For the second function I use integration by parts?

Any clue as to why it's well defined at 2?

What steps would you advise me to take?
• November 21st 2010, 04:17 PM
tonio
Quote:

Originally Posted by minusb
Hi, I'm trying to work through perhaps someone could advise me on this...

I'm trying to show that $\displaystyle \int_{0}^{1}(ln(1/s))^{x-1}ds$ is the same function as $\displaystyle \int_{0}^{inf}x^3e^{-x}dx$ and explain why this i

I am told that $\displaystyle \int_{0}^{inf}x^3e^{-x}dx$converges to (n-1)!

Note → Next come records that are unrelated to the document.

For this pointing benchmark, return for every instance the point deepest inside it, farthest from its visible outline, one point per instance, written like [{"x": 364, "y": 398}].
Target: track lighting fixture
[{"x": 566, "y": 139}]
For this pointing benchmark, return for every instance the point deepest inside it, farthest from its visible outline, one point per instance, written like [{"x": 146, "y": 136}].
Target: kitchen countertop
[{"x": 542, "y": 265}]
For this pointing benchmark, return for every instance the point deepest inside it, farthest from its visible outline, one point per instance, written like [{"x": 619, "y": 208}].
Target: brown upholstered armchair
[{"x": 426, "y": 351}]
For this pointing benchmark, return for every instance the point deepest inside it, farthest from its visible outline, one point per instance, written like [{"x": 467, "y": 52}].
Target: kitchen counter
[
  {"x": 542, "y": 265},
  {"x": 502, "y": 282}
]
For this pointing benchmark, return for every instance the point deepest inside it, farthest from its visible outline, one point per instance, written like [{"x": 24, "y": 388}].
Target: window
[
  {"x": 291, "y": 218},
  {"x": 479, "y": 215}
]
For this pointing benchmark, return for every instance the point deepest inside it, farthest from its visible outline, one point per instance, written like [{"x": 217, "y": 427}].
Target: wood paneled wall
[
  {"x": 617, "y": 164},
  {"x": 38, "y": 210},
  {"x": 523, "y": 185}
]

This is a little out of my league.

Here's what I'm thinking that I do a u substitution with the ln(1/s). Because I don't have an x on the bottom I don't have to use $\displaystyle \int_{a}^{1}(ln(1/s))^{x-1}ds$ right?

For the second function I use integration by parts?

Any clue as to why it's well defined at 2?

What steps would you advise me to take?

There seem to be several typing mistakes in your question:

First, $\displaystyle \int_{0}^{1}(ln(1/s))^{x-1}ds=\displaystyle \int_{0}^{\infty}t^{x-1}e^{-t}dt=\Gamma(x)=$ the very well-known

gamma function, making the variable change $\displaystyle{\ln\frac{1}{s}=t}$.

This equals $(x-1)!$ if $x\in\mathbb{N}$ , so check why you wrote 3 instead of x-1.

Second, the second integral (not function) simply is $\Gamma(3)=2!=2$ .

Tonio
• November 21st 2010, 04:29 PM
minusb
Thanks for pointing that out Tonio.. I'll google it for a bit more info.